Connaissez-vous le petit livre de Jean-Luc Petitrenaud "mes bonnes adresses à Venise" aux éditions Mango?
Un parcours par "sestieri" avec des photos sympathiques qui donnent envie de rencontrer ces personnages souriants en souhaitant qu'ils vous reçoivent tous aussi bien que leur mine enjouée. Le livre rentre dans un sac-peut être un peu lourd pour son format- il nous a été utile lors de notre dernière voyage à Venezia (plans indiquant les lieux).
Ce serait l'heure d'un "caffè" accompagné d'un zaleto de la pasticceria Didovich au Campo Santa Marina!!!

Lorenzo a dit…

Joli programme. Vous avez raison je devrais parler des "escapades de Petitrenaud à Venise" qui a un peu vieilli (il est sorti en 2005 je crois) mais reste très utile et très agréable. Vous me donnez l'idée de préparer un billet sur les guides existant.

venise a dit…

testé pour vous :) les deux adresses ci dessus : la dona onesta et chinellato. Merci pour le conseil, ça valait bien le détour. Nous avons été charmés par l'accueil si gentil du personnel !

16 mai 2009

Et la Crema Fritta, vous vous en souvenez ?

Les vénitiens ne peuvent l’avoir oubliée, et les touristes qui fréquentèrent la Sérénissime jusque dans les années 80 en ont certainement goûté. On l’achetait dans les magasins qui vendaient de la "pasta fresca". Il y en avait plusieurs à Venise avant que n’arrive Giovanni Rana ! Rien à voir avec les boutiques d’aujourd’hui qui proposent des pâtes au goût uniformisé comme les enseignes qui recouvrent les façades du monde entier… Rappelez-vous : celle qui était en face du cinéma Giorgione qui s’installa ensuite sur la Strada Nova et existait encore il y a quelques années… Et celle de la calle longa San Pantalon, et puis Rizzo à San Giovanni Crisostomo et aussi sur le Rio Terà San Leonardo. Juste en face du boulanger du même nom (le vendeur de crema fritta était son cousin en fait). C’est un délice dont se régalaient les enfants mais aussi les adultes. Nous les mangions comme ça, sur le pouce, dès que nous sortions du magasin. Les grands les dégustaient avec du vin doux, la fameuse Malvasia, ou du prosecco… On en trouvait comme dessert ou pour le goûter dans les meilleures maisons et sur les meilleures tables. 
... 
Ingrédients : 200 gr de farine, 180 gr de sucre roux, 5 œufs, 1 citron non traité, de la chapelure, 1 litre de lait, de l'huile de friture. 
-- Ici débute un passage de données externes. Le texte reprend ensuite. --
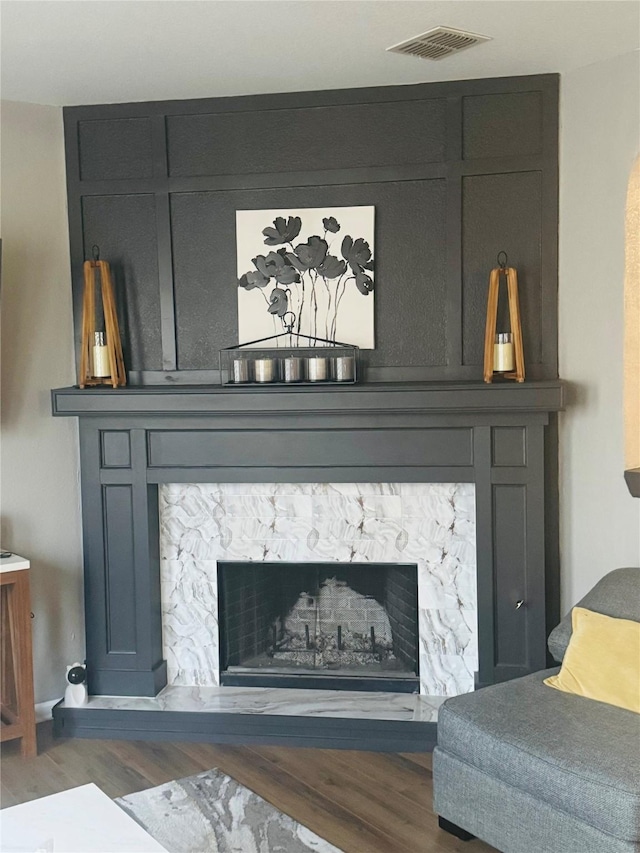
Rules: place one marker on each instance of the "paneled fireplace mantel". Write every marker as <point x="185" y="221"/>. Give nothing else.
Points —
<point x="501" y="437"/>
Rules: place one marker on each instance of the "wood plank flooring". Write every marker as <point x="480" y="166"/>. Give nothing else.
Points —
<point x="363" y="802"/>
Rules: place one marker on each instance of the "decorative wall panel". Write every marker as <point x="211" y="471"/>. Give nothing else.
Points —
<point x="457" y="172"/>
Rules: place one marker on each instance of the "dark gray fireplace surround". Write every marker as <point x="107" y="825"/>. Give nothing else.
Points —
<point x="156" y="186"/>
<point x="500" y="437"/>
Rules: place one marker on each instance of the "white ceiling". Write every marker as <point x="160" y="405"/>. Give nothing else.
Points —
<point x="92" y="51"/>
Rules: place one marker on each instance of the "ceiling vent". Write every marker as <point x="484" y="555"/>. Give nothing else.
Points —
<point x="438" y="43"/>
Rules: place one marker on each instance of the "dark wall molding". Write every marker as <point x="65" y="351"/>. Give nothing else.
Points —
<point x="632" y="479"/>
<point x="462" y="170"/>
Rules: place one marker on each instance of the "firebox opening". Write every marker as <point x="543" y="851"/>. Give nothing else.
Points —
<point x="333" y="625"/>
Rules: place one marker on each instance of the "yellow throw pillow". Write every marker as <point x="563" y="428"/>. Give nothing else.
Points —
<point x="602" y="660"/>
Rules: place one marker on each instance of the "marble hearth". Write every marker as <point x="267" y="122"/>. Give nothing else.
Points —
<point x="431" y="525"/>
Mettre dans une casserole les jaunes et le sucre. Mélanger jusqu’à obtenir une crème lisse. Ajouter la farine, les zestes du citron finement hachés, et peu à peu le lait. Quand le mélange est bien homogène, mettre sur le feu et remuer sans arrêt jusqu’à ce que la crème épaississe. Elle doit bouillir. Veiller bien à ce que le fonds n’attache pas. Sortir du feu et verser l’appareil sur un marbre préalablement huilé. L’étaler pour lui donner une épaisseur uniforme et laisser refroidir. Couper alors la crème à l’emporte-pièce et passer les morceaux obtenus dans le blanc d’œuf battu, puis dans de la chapelure et faire frire dans beaucoup d’huile. Saupoudrer au sortir de la cuisson de sucre semoule (certains ajoutent du sucre vanillé) et déguster. 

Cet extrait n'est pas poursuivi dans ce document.